His area of specialization was Einstein. He knows every word that man ever wrote, every word that man ever said. Einstein never said anything about Brahmins. And Newton, my friend, probably did not know what a Brahmin was.’

‘That’s shocking, Sir.’

‘Is it, Ayyan?’

‘Yes, Sir. Someone has been giving me fake quotes.’

‘You don’t like Brahmins very much?’

‘Sir, I’m going to find out who has been giving me the fake quotes.’

‘Shut up,’ Nambodri screamed, which shocked the others.
They had never seen him angry. Ayyan loved the sight. He gave a benevolent smile to Nambodri.

‘Stop, stop, stop fooling around,’ Nambodri said. ‘Stop this, this rubbish. You’re talking to men with IQs that you cannot even imagine.’

‘My IQ is 148, Sir. What is yours?’

A silence filled the room. Nambodri looked intently at the floor. A foolish pigeon banged into the window glass and banged one more time before changing direction. A phone rang somewhere far away.

‘I got into Mensa when I was eighteen,’ Ayyan said.

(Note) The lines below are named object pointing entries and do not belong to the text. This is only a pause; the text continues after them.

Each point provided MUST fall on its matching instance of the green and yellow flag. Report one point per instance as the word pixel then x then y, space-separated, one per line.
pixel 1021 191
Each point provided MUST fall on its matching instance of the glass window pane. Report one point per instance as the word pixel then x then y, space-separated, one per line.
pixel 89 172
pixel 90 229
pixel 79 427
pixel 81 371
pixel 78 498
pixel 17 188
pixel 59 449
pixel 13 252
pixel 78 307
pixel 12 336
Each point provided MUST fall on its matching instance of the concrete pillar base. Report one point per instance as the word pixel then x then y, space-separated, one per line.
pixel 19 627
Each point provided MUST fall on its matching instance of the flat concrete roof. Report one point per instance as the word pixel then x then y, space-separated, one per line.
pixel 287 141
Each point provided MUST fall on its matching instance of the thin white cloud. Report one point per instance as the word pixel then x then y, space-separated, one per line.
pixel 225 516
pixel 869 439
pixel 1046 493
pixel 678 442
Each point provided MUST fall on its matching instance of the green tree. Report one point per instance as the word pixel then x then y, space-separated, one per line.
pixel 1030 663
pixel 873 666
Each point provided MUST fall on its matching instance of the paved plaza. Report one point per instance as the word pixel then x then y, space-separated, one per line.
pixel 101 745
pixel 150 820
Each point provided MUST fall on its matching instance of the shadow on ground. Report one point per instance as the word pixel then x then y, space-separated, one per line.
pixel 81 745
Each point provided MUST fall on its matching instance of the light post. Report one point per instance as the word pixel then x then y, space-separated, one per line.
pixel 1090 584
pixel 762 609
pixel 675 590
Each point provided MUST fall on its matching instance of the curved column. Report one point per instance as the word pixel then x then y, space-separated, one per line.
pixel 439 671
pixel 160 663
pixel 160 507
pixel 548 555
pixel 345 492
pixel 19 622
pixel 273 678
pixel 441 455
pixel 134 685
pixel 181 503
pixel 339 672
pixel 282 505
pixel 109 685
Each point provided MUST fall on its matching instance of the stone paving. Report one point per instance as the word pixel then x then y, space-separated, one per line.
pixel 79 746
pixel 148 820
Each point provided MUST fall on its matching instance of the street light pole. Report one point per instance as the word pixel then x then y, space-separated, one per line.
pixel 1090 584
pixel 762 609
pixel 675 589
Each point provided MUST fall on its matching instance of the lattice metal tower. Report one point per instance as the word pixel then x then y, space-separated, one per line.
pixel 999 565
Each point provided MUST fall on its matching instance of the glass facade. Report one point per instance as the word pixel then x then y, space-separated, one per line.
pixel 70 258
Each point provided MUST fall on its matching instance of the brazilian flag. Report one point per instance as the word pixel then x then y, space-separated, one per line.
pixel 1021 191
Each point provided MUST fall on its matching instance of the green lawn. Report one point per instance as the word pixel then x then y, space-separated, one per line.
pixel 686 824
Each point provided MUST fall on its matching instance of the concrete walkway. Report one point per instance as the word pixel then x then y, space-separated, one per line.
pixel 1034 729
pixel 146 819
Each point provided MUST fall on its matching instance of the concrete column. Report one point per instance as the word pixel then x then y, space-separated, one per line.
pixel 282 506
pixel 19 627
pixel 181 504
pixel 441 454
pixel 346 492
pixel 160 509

‘Was there a 15 per cent reservation for Dalits?’ Nambodri asked. The astronomers burst out laughing. Nambodri walked a few steps and stood a foot away from Ayyan. ‘I don’t want you ever to touch that blackboard again, do you understand?’ he said.

‘Yes, Sir.’

‘And I hear you have been asking the peons to get coffee for your master.’

‘And fruit and meals too, Sir.’

‘I see, I see. You’re good at that kind of thing, aren’t you? We all should stick to our strengths, Ayyan. What do you say? We will figure out the universe. And you will bring coffee. Let’s stick to that for the good of everyone. What are you waiting for? Go and get us some coffee, Ayyan. Right now.’

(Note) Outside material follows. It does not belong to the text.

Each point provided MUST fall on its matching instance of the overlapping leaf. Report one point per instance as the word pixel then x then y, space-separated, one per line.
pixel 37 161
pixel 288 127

Ayyan went to his desk and took out the silver dictaphone from the top drawer of the table. He turned on the speaker mode of one of the landlines.

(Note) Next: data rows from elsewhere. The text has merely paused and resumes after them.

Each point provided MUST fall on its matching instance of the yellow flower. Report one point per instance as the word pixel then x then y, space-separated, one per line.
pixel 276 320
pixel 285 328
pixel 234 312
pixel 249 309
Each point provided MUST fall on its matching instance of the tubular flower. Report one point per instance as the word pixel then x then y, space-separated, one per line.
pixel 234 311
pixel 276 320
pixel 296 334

‘IQ of 148,’ the voice of Nambodri was saying. ‘If Dalits can have that sort of an IQ, would they be begging for reservations?’

‘Did you see the way he was talking?’ Jal said. ‘I can’t believe this. That’s what happens when you put someone who is meant to clean toilets in a white-collar job.’

‘He was in Mensa,’ Nambodri said, and there was a crackle of laughter. ‘Just because his son is some kind of a freak, he thinks even he is.’

‘Something fishy about his son,’ someone said. ‘I have never come across a Dalit genius. It’s odd, you know.’

The astronomers continued in this vein. They spoke of the racial character of intelligence and the unmistakable cerebral limitations of the Dalits, Africans, Eastern Europeans and women.

‘If there are clear morphological characteristics that are defined by the genes, obviously even intellectual traits are decided that way,’ Nambodri said. ‘Look at women. They will get nowhere in science. Everybody knows that. Their brains are too small. But our world has become so fucking politically correct, you can’t say these things any more.’

They spoke about the debilitating influence of reservation in education and the dangerous political resurgence of the Dalits. There was a pause in the conversation and Ayyan was about to turn off the speaker mode. He thought the men were about to walk out. Then Nambodri made a comment about Ambedkar which stunned even Ayyan. What Nambodri had said about the liberator of Dalits was so damning that the silver dictaphone in Ayyan’s hand was a weapon that could consign to flames not just the Institute but also the whole country.

Ayyan went down the corridor trying to calm the tumult within. Midway down the corridor, he veered left towards the small pantry. A peon was washing the cutlery in the sink. Two others were making coffee. Ayyan played the recorder and put it on the kitchen platform. The peons did not understand the voices at first, but soon their faces began to change. They stopped what they were doing and listened. As the voices spoke, Ayyan translated some difficult portions into Marathi.

‘Genes are things that parents pass on to their children,’ Ayyan told them. ‘You are black because your parents were black. They are saying that you are dumb because your parents were dumb. And the Brahmins are smart because their parents were smart. And they are saying about me that I am only fit to be a toilet-cleaner because I am a Dalit.’

When the recording ended, he put the dictaphone in his
pocket and said, ‘They want coffee. They said they want coffee right now.’